In an effort to spare the reader most of the details of the implementation, I have shared a timing diagram and the packet format needed to communicate with the LCD mini click.  Both the port expander and digital potentiometer slaves use SPI MODE 0, meaning the sampling polarity and phase are both zero.




When developing this design, most of my time was spent using ModelSim Lattice-Edition.  I chose to use this simulator because this is what I am familiar with, as this was what I used in undergrad last year.  As someone who used it in conjunction with Quartus (Altera/Intel), I always felt like ModelSim was kind of clunky, but thankfully this is done much better in Lattice Diamond in my opinion and is not nearly as buggy.  Within Lattice Diamond, you can easily specify and distinguish between sources for simulation and sources for synthesis.  This removes a lot of the headache of using low-level primitives.


In my design, I have a ROM that stores SPI instructions.  In order to simulate, it is necessary to load a .mem file.




Note:  The .mem file used in the simulator is slightly different from the final version used in Lattice Diamond.
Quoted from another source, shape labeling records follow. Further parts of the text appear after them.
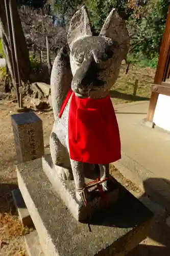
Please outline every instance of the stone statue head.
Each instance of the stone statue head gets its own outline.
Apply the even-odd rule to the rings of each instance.
[[[86,8],[73,16],[68,32],[71,88],[83,97],[101,98],[108,94],[119,72],[129,46],[123,20],[113,9],[98,36],[93,35]]]

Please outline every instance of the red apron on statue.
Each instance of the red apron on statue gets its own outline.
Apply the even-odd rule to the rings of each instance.
[[[59,117],[71,96],[68,143],[71,159],[91,164],[108,164],[121,158],[119,130],[109,96],[81,98],[70,90]]]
The full simulation takes about 500,000ns to complete.  I have included the full waveform as well as a close-up view below.  In this implementation, most packets send three bytes at a time.  The first two bytes are generally 0x40 (device opcode - write to address 0x000) and 0x15 (register address of port buffer), and the third byte is the actual data to send.  The ROM is configured to send 4-bit data in the third byte which means it takes several byte transfers to send a byte of printable data.  There are probably better implementations, but I did not want to spend too much time interfacing an LCD.



Unfortunately, like anything else, simulations never work the first time in the real world...  I spent a long time trying to debug the issue.  Turns out I was overclocking the SPI LCD.  After reducing the SPI clock and introducing some delays to meet device-specific timings, I was able to get a functional design.  One of the most helpful features to figure all of this out was Lattice Diamond's Reveal.  The tool is flat-out awesome, and is probably my favorite integrated logic analyzer of the vendors I have used (Altera/Intel, Xilinx).  From a GUI standpoint, I love the fact that I can just choose a net like I would in a simulator, and then Diamond just kind of does the rest.  Not to mention, since these devices are smaller, it doesn't take much time at all to insert these into the design and rebuild everything.  Below is an example of reveal capturing what is going on in the hardware.




With the help of Lattice Reveal, I was able to rule out any issues with RTL which led me to experiment with slower clock speeds to communicate with the LCD mini click.  After revamping the design, I was able to get the LCD to work and display messages like "hello".  As long as the ROM is configured properly, every function within the LCD can be implemented.  My plan going forward, is to add a FIFO which receives IMU statistics (ie post-processed IMU data) and displays them to the LCD screen.


Youtube Video


As mentioned in some of the previous sections of this RoadTest, I compiled all the footage taken during the RoadTest into a single video.  See the embedded video below.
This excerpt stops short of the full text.